The Method of the 3 R’s

  1. READ
  2. REFLECT
  3. RESPOND

READ: I place myself in the presence of the Lord who wants to encounter me, and I invoke His Holy Spirit, the source of communion of love. I leave my cell phone behind and take with me the Gospel passage on which I have decided to meditate. I read it slowly, with the attention of someone who has received a letter from their loved one, savoring every sentence and trying to encounter the heart of God in Scripture. I listen to the Word of God, not mine: I prepare to meet in dialogue Someone different than me, not another me in a monologue. I reread the passage several times, entering the scene described, and paying attention to what Jesus does and says (what verbs refer to him?). What is the message of the passage?

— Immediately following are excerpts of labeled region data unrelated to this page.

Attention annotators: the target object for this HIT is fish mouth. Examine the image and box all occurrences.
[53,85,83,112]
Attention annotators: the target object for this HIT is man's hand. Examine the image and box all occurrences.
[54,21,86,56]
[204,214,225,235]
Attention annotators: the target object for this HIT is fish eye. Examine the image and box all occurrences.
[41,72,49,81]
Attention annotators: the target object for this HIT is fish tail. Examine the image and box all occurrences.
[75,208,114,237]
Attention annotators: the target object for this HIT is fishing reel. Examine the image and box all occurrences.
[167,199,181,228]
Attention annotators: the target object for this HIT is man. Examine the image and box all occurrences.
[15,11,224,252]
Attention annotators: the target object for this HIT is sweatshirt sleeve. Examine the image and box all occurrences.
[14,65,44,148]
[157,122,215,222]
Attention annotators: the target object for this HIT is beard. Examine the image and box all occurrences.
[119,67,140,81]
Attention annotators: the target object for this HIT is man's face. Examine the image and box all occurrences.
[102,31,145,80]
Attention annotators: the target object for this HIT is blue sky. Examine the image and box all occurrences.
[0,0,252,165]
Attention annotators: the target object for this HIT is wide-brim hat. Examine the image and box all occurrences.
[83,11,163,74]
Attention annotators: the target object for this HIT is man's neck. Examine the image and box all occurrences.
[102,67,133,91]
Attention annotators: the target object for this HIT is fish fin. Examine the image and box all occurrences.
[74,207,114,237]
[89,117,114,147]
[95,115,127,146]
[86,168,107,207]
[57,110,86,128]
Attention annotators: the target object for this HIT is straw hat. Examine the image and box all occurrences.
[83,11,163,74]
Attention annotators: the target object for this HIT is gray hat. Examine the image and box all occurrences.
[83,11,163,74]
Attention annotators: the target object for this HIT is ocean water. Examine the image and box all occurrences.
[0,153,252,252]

REFLECT: I speak to God about the passage I read, addressing Him personally, as a friend, and reflecting with Him. I try to connect the content of the Gospel to my life. The Word is always current and it sounds different to our ears every day, because we are always different. What does it say to me today? Am I learning something new (about Jesus, about humanity, about myself)? What do I experience? How do I react? Do I like what I read? Does it bother me? Do I agree? Does it console me? Does it upset me? Does it offer a new understanding of a situation I am experiencing? What do I want? Very freely and sincerely, I tell God everything that I experience (I can do it by thinking, writing, speaking). I ask him questions, I express perplexity, I ask him for help, I thank him, I praise him, I love him. In the dialogue, I leave some moments of silence in which I listen to Him (who communicates through the Word, the circumstances of my life, and what moves in my heart).

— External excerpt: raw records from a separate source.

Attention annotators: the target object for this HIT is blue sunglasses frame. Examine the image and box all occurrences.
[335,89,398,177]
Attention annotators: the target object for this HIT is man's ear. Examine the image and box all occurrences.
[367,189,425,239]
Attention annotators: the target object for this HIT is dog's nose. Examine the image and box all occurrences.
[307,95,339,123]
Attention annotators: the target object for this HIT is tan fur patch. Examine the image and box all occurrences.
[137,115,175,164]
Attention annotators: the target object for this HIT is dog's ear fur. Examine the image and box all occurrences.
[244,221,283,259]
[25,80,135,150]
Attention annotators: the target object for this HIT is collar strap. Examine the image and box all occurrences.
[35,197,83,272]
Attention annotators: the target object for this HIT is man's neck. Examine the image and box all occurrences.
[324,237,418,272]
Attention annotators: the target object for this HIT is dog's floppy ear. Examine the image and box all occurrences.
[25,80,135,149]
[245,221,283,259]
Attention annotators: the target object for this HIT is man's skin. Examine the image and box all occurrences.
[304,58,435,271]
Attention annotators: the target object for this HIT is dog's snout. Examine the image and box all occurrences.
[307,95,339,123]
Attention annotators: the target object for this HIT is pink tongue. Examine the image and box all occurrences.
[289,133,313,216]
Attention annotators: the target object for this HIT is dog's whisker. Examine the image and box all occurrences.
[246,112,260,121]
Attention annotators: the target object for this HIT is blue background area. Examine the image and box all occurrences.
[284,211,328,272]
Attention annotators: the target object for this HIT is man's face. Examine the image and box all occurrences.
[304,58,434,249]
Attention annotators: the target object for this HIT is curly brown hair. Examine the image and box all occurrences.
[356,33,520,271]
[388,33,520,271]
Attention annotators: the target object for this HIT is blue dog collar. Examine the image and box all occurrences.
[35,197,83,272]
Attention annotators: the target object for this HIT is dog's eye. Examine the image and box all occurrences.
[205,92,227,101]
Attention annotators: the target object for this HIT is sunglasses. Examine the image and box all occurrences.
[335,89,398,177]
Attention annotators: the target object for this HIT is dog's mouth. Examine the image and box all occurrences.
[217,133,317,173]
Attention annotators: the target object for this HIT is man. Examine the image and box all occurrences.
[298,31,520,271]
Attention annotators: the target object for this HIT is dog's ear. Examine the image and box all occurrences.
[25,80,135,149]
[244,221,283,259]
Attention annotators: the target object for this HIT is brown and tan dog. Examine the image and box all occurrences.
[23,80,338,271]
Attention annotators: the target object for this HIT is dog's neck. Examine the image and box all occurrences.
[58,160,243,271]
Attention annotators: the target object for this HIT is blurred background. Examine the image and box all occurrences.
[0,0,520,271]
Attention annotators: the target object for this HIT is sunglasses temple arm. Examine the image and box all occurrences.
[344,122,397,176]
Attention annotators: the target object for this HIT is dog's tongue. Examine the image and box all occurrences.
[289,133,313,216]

RESPOND: I thank the Lord for the gift of being with Him. I end the moment of prayer with a response to His invitation. I commit to a small and concrete action, suggested by Him, which will translate my prayer into life in the next 24 hours. This will allow the Word to become flesh within me, and prayer will transform me into Christ little by little, which will change an action of my day and gradually my whole person. What has the Lord said to me and given me? How does He speak to me? What intuition entered my heart? What is He inviting me to do? Or to stop doing? How can I respond to the love and light I received in prayer?

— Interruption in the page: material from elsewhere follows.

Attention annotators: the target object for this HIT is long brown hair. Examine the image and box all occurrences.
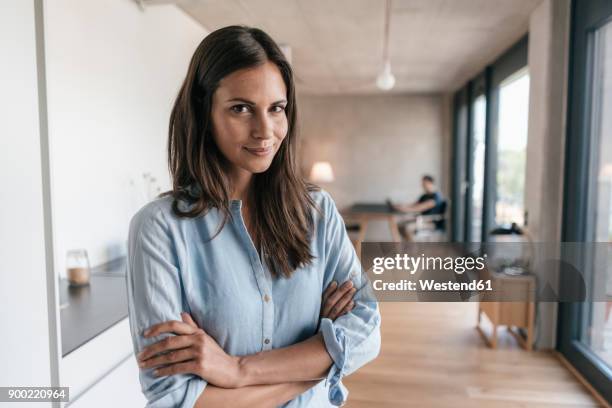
[160,26,318,277]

Concrete resolution for the month:

  • For those who have recently started praying: This month, are we ready to make a date with God every day? If we are, then here is a good, small, concrete, and verifiable resolution: Starting tomorrow (where? ____ at what time? _____) I will take the Gospel and cultivate friendship with God through the 3 R’s for 20 minutes. (Avoid vague and excessive intentions that are hard to follow through with, that can discourage us instead of transforming us, like: I will pray more every day of my life).
  • For those who have been praying for a while: We give thanks for the gift of prayer that we have received and we make an original gift: We teach others to pray. I cultivate a relationship (how? ______ when? _______) with someone (who? _______) who, wishing to pray, asks, “But how do you do it?” and I propose a half hour together (when? _________ where? ____) in which we go over the 3 R’s step by step.